Druid deep storage contains old versions of segments having been re-indexed. This is problematic as those versions can contain sensitive data when re-indexation happens for sanitization purposes.
@JAllemandou Do you have more context to share around how the sanitization works on Druid? I take it we would want to remove the old segments regardless of sensitive data. Is this different from: https://github.com/wikimedia/analytics-refinery/blob/master/bin/refinery-drop-druid-deep-storage-data?
First some details on how data storage works in Druid:
- After being computed, segments are stored on HDFS (deep-storage)
- Depending on loading rules defined in Druid coordinator, historical nodes load/unload segments stored on HDFS, making them available/unavailable for query
- Unloading data from historical nodes doesn't delete data for real, as deep-storage still contains it
- Deleting data from deep storage can only happen if the data is also not loaded on historical nodes
And now some details on our data-deletion for druid:
- We use coordinator load-rules to only keep the amount of expected data on some datasources (latest 1 month for webrequest, latest 3 month for pageview_hourly and event_navigationtiming)

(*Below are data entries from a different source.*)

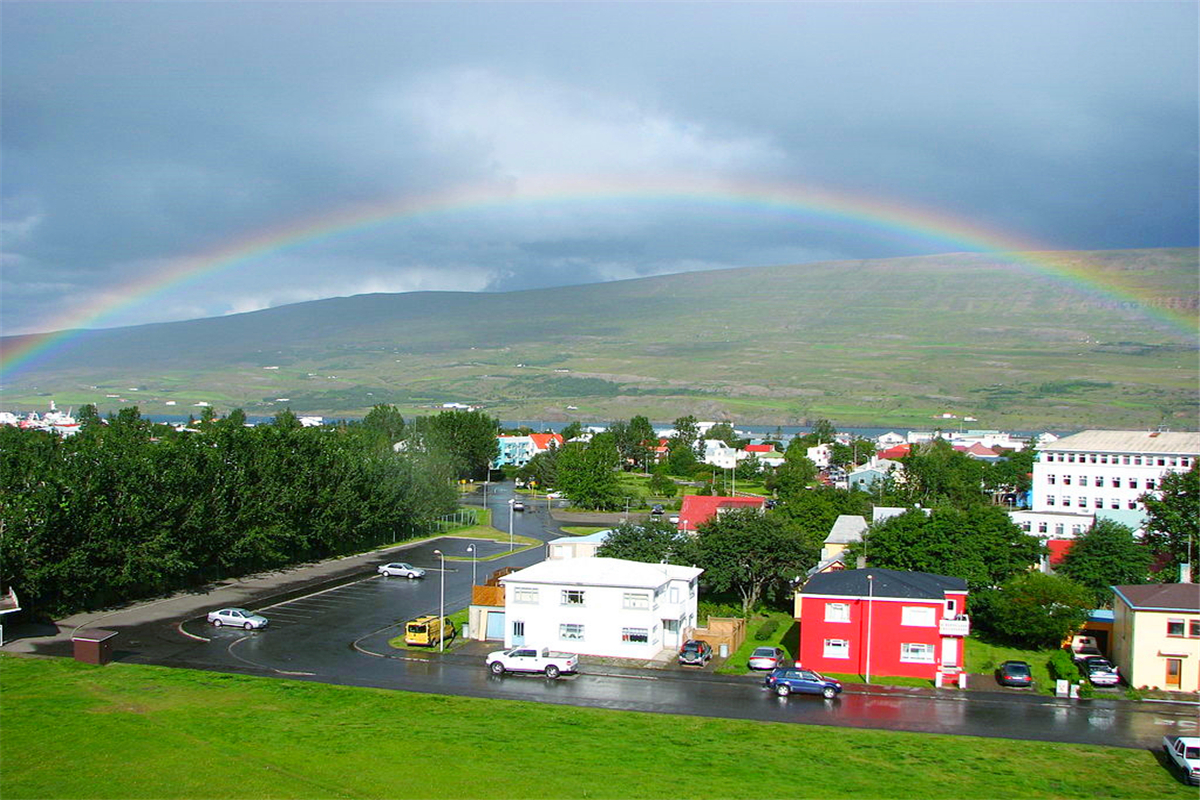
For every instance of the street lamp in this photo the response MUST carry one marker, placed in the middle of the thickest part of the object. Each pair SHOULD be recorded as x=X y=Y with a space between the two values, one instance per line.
x=442 y=603
x=870 y=596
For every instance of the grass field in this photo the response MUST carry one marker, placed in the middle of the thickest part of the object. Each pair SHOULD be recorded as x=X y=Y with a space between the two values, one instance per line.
x=126 y=731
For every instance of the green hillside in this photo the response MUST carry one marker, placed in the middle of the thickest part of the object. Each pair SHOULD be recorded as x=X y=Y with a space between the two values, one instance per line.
x=889 y=342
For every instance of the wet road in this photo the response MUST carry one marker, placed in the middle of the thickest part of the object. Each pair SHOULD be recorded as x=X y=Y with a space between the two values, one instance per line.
x=340 y=635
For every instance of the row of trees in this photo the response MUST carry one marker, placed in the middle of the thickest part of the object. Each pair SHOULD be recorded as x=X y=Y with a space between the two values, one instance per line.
x=130 y=509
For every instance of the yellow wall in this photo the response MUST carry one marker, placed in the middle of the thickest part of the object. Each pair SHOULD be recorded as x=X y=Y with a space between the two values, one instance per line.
x=1140 y=647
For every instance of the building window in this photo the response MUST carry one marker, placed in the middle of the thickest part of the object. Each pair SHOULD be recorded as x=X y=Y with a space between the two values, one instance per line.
x=525 y=595
x=917 y=653
x=837 y=612
x=635 y=635
x=837 y=649
x=636 y=601
x=918 y=615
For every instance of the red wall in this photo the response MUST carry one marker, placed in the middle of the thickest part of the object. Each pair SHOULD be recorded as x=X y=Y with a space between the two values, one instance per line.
x=887 y=636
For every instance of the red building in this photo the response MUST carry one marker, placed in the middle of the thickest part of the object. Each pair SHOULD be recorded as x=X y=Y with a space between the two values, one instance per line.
x=883 y=623
x=699 y=509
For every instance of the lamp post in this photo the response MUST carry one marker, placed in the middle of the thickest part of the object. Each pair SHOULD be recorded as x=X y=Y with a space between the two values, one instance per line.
x=442 y=603
x=870 y=596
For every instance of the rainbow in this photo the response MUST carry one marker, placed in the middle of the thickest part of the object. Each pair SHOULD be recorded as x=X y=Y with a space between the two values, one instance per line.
x=871 y=215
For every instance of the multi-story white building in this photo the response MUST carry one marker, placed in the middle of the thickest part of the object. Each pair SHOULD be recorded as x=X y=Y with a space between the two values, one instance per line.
x=601 y=607
x=1095 y=471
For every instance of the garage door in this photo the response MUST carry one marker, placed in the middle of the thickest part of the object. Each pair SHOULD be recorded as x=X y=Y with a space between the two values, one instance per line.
x=496 y=625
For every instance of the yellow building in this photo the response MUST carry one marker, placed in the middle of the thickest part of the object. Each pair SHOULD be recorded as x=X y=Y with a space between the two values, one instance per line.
x=1156 y=635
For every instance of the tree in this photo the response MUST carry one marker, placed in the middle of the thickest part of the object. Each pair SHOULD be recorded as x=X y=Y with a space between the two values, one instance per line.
x=587 y=473
x=751 y=553
x=1107 y=555
x=1173 y=525
x=979 y=545
x=661 y=485
x=652 y=542
x=936 y=474
x=1035 y=609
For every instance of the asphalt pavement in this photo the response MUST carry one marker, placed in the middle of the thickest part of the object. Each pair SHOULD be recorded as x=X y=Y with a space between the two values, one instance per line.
x=331 y=621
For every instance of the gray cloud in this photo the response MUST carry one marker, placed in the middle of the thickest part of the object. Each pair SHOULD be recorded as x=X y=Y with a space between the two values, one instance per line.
x=138 y=134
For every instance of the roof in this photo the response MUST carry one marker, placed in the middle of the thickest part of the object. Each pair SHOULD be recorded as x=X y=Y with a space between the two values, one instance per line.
x=1162 y=596
x=699 y=509
x=599 y=537
x=1129 y=441
x=1059 y=549
x=849 y=528
x=603 y=572
x=888 y=583
x=541 y=440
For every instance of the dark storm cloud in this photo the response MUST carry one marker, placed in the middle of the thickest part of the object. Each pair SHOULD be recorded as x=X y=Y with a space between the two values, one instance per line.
x=141 y=133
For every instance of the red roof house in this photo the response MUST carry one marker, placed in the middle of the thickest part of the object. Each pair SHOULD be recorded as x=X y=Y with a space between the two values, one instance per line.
x=699 y=509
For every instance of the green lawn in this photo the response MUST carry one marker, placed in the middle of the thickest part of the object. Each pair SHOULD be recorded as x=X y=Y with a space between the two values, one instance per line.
x=127 y=731
x=983 y=657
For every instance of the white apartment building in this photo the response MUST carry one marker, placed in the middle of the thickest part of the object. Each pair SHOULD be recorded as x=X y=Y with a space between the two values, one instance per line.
x=1103 y=470
x=600 y=607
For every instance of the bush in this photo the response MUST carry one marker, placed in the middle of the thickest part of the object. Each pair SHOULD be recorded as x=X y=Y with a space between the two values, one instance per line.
x=766 y=630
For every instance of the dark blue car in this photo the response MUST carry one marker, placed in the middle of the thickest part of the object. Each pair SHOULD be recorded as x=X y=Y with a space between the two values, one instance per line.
x=785 y=680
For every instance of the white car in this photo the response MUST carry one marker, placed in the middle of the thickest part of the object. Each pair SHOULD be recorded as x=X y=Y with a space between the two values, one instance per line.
x=237 y=618
x=401 y=570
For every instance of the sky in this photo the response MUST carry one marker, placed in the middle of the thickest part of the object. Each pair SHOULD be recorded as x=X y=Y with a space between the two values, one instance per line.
x=142 y=139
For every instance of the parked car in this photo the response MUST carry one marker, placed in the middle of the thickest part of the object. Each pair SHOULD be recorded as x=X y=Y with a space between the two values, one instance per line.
x=401 y=570
x=695 y=653
x=429 y=631
x=238 y=618
x=767 y=657
x=1183 y=753
x=1081 y=647
x=1014 y=673
x=1099 y=671
x=546 y=661
x=785 y=680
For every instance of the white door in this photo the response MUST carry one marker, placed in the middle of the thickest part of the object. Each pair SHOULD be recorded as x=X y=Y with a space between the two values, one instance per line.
x=949 y=651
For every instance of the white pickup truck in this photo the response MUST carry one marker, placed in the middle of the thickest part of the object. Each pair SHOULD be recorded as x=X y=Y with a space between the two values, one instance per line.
x=1183 y=752
x=546 y=661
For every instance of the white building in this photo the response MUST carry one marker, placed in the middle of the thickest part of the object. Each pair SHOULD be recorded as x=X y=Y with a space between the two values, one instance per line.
x=1098 y=470
x=601 y=607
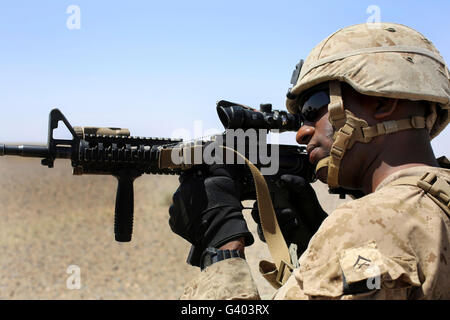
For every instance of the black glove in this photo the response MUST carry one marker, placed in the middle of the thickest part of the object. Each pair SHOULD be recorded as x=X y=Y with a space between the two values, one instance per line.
x=300 y=216
x=207 y=210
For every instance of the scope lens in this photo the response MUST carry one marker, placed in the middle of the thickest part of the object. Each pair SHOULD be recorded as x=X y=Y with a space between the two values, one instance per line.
x=313 y=103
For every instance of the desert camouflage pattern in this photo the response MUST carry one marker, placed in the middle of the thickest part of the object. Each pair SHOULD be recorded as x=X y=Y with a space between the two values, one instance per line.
x=386 y=60
x=391 y=244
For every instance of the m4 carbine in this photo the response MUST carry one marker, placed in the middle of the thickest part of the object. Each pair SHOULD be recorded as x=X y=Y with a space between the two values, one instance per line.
x=112 y=151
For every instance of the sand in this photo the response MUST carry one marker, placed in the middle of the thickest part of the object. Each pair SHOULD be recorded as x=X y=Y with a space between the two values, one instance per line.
x=53 y=223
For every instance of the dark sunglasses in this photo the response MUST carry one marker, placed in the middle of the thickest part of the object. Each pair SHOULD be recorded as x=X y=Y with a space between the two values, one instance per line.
x=312 y=101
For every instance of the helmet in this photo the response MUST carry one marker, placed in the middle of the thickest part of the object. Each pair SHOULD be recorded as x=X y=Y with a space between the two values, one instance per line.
x=386 y=60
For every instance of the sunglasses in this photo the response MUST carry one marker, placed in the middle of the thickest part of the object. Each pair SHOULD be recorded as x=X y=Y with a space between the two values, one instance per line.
x=312 y=101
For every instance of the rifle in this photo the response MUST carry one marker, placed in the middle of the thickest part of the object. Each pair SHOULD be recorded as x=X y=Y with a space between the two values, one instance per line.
x=112 y=151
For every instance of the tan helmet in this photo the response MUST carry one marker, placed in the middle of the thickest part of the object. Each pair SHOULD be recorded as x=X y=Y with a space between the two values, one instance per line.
x=384 y=60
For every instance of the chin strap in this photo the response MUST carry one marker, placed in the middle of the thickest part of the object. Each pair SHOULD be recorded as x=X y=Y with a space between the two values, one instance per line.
x=350 y=129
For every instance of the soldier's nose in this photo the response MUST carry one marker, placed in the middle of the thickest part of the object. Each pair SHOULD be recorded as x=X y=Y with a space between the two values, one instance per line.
x=304 y=134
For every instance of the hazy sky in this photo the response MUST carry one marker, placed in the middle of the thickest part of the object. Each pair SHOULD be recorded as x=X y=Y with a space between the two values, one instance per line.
x=156 y=67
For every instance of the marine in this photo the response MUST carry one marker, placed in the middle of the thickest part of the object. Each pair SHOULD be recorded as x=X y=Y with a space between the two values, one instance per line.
x=371 y=100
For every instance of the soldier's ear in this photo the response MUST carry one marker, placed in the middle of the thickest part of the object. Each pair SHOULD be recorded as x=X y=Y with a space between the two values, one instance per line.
x=385 y=107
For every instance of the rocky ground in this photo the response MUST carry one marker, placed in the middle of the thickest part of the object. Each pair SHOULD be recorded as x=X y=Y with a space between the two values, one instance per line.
x=51 y=221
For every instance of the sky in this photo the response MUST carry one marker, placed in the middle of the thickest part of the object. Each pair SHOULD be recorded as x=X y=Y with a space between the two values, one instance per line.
x=158 y=67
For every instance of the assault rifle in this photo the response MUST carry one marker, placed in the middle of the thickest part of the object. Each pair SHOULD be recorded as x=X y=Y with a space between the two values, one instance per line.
x=112 y=151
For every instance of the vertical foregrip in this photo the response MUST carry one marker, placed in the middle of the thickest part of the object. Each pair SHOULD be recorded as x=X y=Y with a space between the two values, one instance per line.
x=123 y=219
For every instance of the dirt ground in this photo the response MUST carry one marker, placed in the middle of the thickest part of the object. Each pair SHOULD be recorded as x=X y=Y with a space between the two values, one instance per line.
x=51 y=221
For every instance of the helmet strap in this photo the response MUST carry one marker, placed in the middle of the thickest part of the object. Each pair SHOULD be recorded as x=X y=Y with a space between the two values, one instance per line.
x=350 y=129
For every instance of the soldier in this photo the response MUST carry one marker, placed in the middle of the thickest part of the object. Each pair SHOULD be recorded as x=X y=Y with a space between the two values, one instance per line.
x=372 y=99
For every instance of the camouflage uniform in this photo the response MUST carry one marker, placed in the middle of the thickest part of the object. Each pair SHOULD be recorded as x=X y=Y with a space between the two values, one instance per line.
x=395 y=241
x=390 y=244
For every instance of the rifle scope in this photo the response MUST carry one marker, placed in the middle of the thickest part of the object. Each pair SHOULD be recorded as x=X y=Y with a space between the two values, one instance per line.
x=238 y=116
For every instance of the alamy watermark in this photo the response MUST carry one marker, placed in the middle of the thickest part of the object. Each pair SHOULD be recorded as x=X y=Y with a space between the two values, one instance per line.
x=221 y=148
x=374 y=20
x=73 y=22
x=73 y=282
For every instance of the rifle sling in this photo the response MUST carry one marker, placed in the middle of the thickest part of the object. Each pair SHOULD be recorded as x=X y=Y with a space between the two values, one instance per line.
x=269 y=224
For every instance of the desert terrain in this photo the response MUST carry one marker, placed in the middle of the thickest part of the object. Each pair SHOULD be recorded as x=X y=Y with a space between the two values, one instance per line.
x=51 y=221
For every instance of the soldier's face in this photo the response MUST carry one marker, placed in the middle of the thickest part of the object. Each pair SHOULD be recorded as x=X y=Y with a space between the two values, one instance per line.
x=317 y=133
x=318 y=136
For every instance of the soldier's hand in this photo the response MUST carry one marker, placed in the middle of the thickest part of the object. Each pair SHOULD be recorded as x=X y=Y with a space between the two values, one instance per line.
x=301 y=219
x=207 y=210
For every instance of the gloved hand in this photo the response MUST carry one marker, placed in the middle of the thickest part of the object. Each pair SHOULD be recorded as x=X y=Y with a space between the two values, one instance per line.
x=207 y=210
x=300 y=217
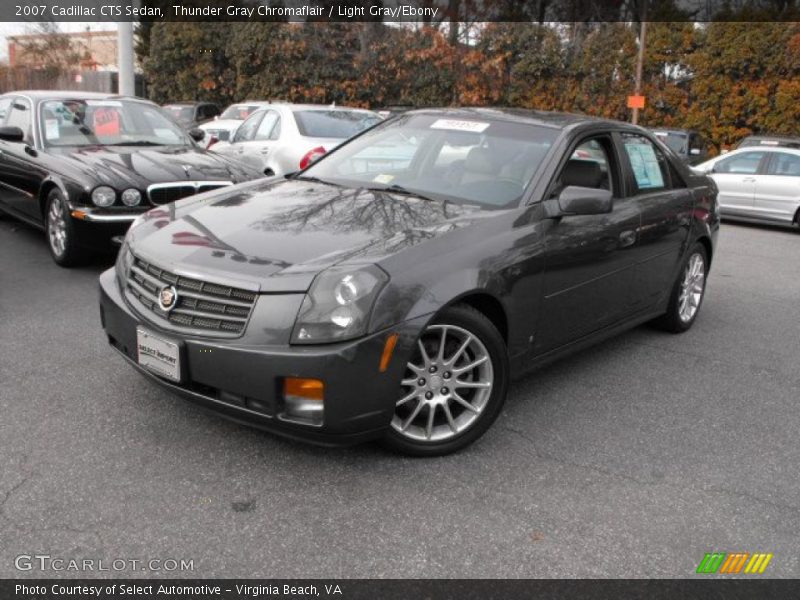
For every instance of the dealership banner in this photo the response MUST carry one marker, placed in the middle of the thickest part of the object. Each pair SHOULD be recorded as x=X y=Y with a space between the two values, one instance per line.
x=394 y=589
x=412 y=11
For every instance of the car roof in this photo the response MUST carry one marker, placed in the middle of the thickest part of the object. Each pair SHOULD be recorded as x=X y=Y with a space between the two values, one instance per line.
x=671 y=130
x=57 y=94
x=555 y=120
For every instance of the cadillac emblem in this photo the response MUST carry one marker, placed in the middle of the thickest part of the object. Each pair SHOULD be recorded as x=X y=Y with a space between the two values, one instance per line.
x=168 y=298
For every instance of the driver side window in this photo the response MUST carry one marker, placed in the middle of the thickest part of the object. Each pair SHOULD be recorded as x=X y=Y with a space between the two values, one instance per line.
x=247 y=130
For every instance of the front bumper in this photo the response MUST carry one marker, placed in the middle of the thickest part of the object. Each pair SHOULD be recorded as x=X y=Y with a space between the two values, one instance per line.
x=243 y=382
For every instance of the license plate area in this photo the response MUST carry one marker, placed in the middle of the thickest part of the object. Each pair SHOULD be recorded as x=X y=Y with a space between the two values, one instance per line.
x=158 y=355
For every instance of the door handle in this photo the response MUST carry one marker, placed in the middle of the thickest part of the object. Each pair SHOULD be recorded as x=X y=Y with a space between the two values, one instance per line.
x=627 y=238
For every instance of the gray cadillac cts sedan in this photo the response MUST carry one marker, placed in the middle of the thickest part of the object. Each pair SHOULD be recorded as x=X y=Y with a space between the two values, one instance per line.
x=393 y=288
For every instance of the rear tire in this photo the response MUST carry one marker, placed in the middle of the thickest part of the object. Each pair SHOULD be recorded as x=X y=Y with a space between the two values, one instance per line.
x=60 y=232
x=454 y=385
x=687 y=293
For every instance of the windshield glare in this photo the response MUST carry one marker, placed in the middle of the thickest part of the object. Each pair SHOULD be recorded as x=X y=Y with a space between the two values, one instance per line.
x=675 y=141
x=338 y=124
x=107 y=122
x=238 y=112
x=467 y=161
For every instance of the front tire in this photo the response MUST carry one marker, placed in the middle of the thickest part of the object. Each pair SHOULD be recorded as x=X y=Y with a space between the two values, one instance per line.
x=61 y=238
x=454 y=385
x=687 y=292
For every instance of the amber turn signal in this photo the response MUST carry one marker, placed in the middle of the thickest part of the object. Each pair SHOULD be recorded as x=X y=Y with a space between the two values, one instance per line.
x=388 y=350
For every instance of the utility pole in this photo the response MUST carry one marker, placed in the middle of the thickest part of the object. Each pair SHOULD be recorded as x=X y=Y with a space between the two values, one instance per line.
x=639 y=61
x=125 y=59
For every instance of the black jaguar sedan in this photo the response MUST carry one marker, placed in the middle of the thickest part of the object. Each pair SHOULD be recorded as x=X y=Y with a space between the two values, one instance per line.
x=83 y=166
x=392 y=289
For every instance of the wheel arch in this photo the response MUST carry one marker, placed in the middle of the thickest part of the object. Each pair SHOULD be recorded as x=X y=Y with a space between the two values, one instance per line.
x=489 y=306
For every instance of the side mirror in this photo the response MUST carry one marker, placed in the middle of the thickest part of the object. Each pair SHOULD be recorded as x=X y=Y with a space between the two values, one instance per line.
x=12 y=134
x=577 y=200
x=197 y=134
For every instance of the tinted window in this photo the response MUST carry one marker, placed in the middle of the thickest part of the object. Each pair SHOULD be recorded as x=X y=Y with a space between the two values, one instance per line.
x=648 y=163
x=268 y=123
x=474 y=160
x=239 y=111
x=784 y=164
x=340 y=124
x=746 y=163
x=247 y=130
x=674 y=141
x=79 y=122
x=20 y=116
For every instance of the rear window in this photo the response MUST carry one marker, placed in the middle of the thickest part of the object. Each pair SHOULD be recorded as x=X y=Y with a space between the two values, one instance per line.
x=340 y=124
x=677 y=142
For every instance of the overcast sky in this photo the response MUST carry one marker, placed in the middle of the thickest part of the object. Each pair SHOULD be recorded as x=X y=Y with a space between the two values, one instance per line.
x=7 y=29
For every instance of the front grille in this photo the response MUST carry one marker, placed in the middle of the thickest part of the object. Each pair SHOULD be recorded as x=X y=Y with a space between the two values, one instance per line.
x=164 y=193
x=200 y=304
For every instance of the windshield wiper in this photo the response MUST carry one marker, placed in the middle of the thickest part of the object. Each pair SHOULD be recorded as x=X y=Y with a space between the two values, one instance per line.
x=137 y=143
x=399 y=189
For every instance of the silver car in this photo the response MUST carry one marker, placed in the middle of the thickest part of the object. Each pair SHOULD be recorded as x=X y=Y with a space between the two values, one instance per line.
x=222 y=128
x=283 y=138
x=758 y=183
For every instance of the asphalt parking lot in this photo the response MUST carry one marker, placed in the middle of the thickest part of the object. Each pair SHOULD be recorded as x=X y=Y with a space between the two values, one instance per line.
x=631 y=459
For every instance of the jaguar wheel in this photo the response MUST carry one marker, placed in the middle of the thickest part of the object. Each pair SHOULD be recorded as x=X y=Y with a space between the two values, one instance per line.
x=454 y=385
x=60 y=232
x=687 y=292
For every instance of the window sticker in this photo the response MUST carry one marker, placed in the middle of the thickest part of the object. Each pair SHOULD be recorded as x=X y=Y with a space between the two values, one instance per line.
x=644 y=163
x=106 y=121
x=51 y=130
x=456 y=125
x=114 y=103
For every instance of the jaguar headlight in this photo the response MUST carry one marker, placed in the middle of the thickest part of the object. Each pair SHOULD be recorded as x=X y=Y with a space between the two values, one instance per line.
x=131 y=197
x=338 y=305
x=123 y=264
x=103 y=196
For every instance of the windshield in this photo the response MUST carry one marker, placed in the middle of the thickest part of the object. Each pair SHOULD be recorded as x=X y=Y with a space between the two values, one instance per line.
x=675 y=141
x=340 y=124
x=77 y=122
x=239 y=112
x=467 y=161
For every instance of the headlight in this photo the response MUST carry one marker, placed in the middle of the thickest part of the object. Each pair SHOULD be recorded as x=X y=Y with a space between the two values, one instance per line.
x=124 y=261
x=104 y=196
x=338 y=305
x=131 y=197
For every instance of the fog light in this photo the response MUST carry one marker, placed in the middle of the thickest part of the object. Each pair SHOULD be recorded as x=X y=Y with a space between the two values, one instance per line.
x=303 y=400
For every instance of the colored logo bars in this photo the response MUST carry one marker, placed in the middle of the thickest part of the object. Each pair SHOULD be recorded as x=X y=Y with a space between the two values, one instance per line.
x=720 y=562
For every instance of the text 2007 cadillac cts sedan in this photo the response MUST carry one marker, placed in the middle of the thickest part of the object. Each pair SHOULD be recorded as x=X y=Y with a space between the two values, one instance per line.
x=393 y=288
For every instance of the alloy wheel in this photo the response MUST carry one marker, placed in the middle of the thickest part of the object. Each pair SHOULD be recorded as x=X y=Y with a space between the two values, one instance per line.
x=57 y=226
x=446 y=387
x=692 y=287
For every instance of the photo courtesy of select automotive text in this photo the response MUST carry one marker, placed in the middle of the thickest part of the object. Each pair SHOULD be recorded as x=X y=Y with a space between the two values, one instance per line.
x=399 y=299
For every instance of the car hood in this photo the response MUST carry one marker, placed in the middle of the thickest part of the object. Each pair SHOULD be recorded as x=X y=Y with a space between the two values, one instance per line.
x=136 y=166
x=229 y=124
x=278 y=236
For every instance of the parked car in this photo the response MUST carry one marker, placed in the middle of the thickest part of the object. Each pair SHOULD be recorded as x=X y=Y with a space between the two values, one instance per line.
x=758 y=183
x=192 y=114
x=83 y=166
x=353 y=301
x=283 y=138
x=690 y=146
x=222 y=128
x=769 y=140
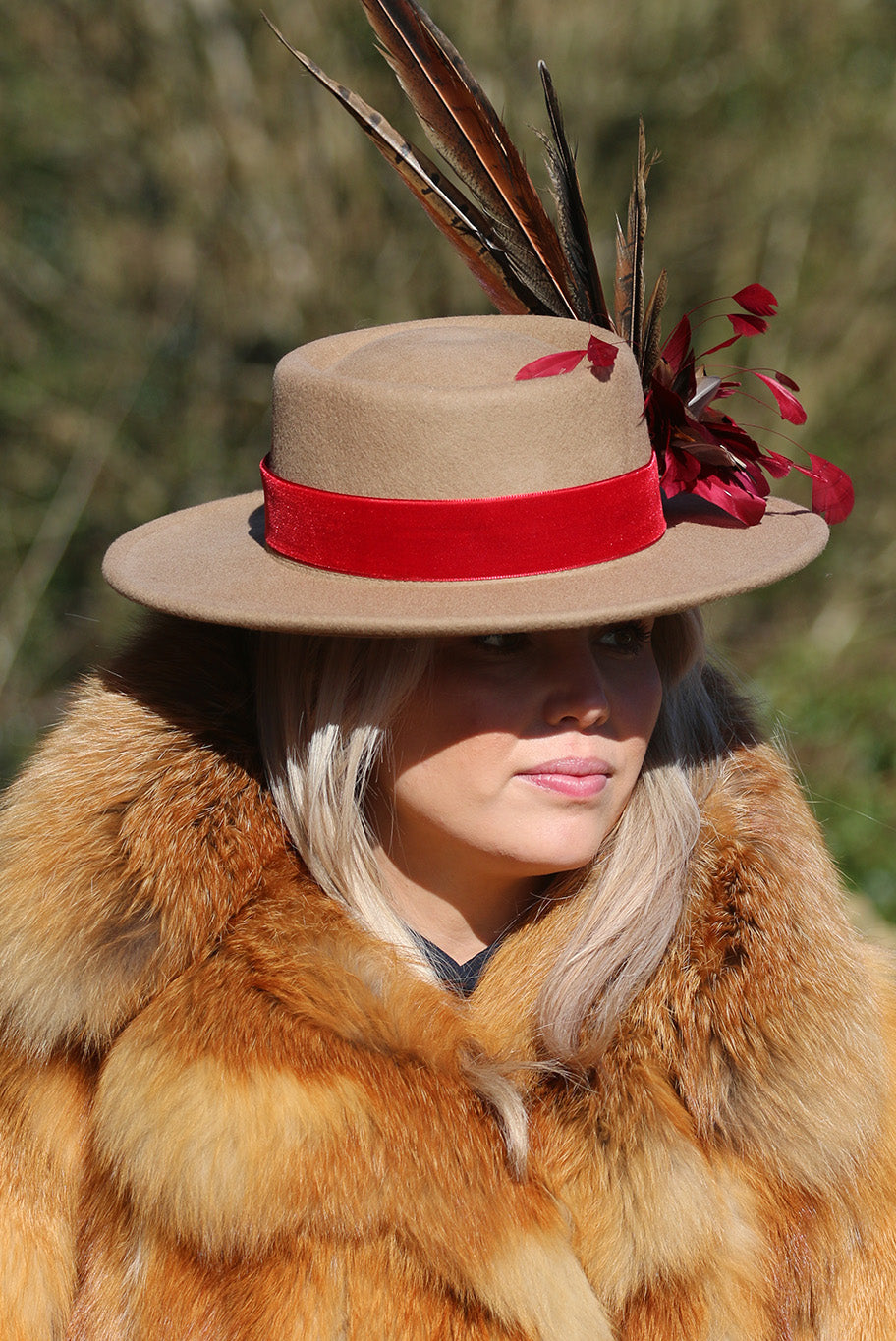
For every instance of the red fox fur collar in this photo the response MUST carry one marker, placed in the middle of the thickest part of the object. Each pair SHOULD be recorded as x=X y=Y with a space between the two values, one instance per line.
x=228 y=1112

- We use the deep-storage data deletion script to delete segments having been already unloaded (currently only webrequest - we keep 60 days of data even if only 30 are used in the cluster, in case).
- We overwrite segments with a sanitized version of the data (for data that needs to be overwritten, currently only netflow)
The problem mentioned in this task is about the last case described above: when overwriting with sanitized version the Druid historical nodes will correctly get the latest version of the segments, but the deep-storage still contains the old versions of the segments.
I think that those segments, not being used by the coordinator, can be deleted by running a kill-task on the period for which they exist, but this needs to be tested (it's scary, cause we're asking druid to delete data for a time-period we want to keep).
Note: The retention of sensitive data due to this only applies to netflow, but there are other datasources we reindex and don't clean, leading to unused files staying on HDFS - designing a broad cleanup would be great.